- Born: 1947 Charleston, West Virginia, U.S.
- Occupation: Photographer
- Awards: CEBA Awards, LULU Award

= Barbara DuMetz =

American photographer

Barbara DuMetz (born 1947) is an American photographer and pioneer in the field of commercial photography. She began working in Los Angeles as a commercial photographer in the 1970s, when very few women had established and maintained successful careers in the field, especially African-American women.
Over the course of her career, "she made a major contribution to diversifying the landscape of images that defined pop culture in the United States."

DuMetz is known for her work with African-American celebrities, corporations and images of everyday life in African-American communities. She has won three CEBA awards and a LULU award for her commercial photography.
Group shows have included her work in Atlanta, Chicago, Los Angeles and New York City.
Retrospectives of her work have appeared at the Carl Van Vechten Gallery at Fisk University in 2014 and at Texas Southern University.

==Early life==
DuMetz was born in Charleston, West Virginia, the only girl and second of four children to Eustace T. DuMetz, II, DDS and Constance R. (née Brooks). Her grandfather, Eustace DuMetz, was a free-lance photographer who worked for the Pittsburgh Courier and Charleston Gazette.

When DuMetz was five years old, her family moved to Detroit where she attended school, graduating from Central High School. She attended Fisk University in Nashville, Tennessee, majoring in psychology. While attending Fisk university She became a member of Pi chapter of Alpha Kappa Alpha sorority. After graduating from Fisk University in 1969, she attended the Art Center College of Design, now located in Pasadena, California.

==Career==
DuMetz has been a professional photographer for more than four decades.
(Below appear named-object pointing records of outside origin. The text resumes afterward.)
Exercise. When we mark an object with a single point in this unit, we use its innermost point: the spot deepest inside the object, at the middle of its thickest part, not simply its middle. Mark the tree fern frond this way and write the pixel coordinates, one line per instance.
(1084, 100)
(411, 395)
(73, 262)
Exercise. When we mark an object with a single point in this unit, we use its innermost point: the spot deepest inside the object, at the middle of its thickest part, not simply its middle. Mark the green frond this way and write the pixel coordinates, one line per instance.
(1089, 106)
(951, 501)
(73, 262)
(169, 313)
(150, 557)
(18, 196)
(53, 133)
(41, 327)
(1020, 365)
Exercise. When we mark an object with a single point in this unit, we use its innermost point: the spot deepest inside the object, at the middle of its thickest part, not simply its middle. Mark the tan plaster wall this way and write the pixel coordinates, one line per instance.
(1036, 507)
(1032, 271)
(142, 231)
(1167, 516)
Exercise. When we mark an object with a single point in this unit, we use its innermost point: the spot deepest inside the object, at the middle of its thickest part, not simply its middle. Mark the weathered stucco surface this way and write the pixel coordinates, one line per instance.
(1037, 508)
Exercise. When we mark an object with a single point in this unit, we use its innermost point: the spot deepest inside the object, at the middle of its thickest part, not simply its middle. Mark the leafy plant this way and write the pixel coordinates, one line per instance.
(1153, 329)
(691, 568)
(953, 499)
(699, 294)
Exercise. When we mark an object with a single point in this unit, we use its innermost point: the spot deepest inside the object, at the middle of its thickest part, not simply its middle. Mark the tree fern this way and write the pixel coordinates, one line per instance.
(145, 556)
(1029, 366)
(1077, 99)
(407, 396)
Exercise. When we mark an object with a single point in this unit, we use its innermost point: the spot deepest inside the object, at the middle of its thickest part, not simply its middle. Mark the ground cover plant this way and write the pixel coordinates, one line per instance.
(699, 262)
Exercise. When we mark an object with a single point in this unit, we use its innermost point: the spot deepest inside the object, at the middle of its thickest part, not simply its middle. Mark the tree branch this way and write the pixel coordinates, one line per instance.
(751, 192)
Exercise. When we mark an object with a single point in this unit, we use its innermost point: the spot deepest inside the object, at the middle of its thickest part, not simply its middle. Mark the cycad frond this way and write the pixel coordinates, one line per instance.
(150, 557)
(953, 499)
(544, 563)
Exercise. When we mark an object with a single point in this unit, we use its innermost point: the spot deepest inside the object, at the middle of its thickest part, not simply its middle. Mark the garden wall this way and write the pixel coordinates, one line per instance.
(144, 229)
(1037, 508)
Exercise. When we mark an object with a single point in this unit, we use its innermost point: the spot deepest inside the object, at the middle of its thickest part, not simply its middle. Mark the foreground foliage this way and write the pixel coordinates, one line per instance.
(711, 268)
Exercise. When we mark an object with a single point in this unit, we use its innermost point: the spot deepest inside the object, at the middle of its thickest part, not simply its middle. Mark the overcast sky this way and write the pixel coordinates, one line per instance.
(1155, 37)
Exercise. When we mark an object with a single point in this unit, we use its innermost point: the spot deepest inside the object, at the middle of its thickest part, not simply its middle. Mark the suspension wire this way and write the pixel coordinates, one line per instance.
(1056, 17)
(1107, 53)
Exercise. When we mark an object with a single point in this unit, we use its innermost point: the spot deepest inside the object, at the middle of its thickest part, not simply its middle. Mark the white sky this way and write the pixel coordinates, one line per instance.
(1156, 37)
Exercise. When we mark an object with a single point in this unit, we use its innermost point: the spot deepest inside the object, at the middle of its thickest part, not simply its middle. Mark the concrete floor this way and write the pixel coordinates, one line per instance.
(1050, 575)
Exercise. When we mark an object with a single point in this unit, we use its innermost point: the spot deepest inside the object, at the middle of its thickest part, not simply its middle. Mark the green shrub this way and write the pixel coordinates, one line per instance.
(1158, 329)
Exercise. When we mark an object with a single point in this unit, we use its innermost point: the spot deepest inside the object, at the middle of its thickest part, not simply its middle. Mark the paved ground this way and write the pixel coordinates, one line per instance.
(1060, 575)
Over the course of her career, she has produced award-winning images for advertising agencies
including Burrell Advertising, J. P. Martin Associates and InterNorth Corporation.
Her photographs have appeared in African-American publications including Black Enterprise,
Ebony,
Essence,
Jet and The Crisis.
She has taken commercial photographs for corporations including The Coca-Cola Company, Delta Air Lines and McDonald's Corporation.

DuMetz ran and maintained three different photography studios located in the Los Angeles area where she was contracted by department stores, record companies, graphic design studios, advertising agencies, public relations firms, film production companies, actors and business professionals.
DuMetz's has shot photo layouts of celebrities and artists and personalities including
Maya Angelou,
Ernie Barnes,
Bernie Casey,
Pam Grier,
Kareem Abdul-Jabbar,
Quincy Jones,
Samella Lewis,
Ed McMahan,
Thelonious Monk,
Lou Rawls,
Della Reese,
Richard Roundtree,
Betye Saar,
Charles Wilbert White, and
Nancy Wilson.
Her show The Creators: Photographic Images of Literary, Music and Visual Artists, at the Southwest Arts Center in Atlanta, Georgia, in 2015, included images of over two dozen African-American artists whom she has photographed.

DuMetz's work was included in the 2025 exhibition Photography and the Black Arts Movement, 1955–1985 at the National Gallery of Art.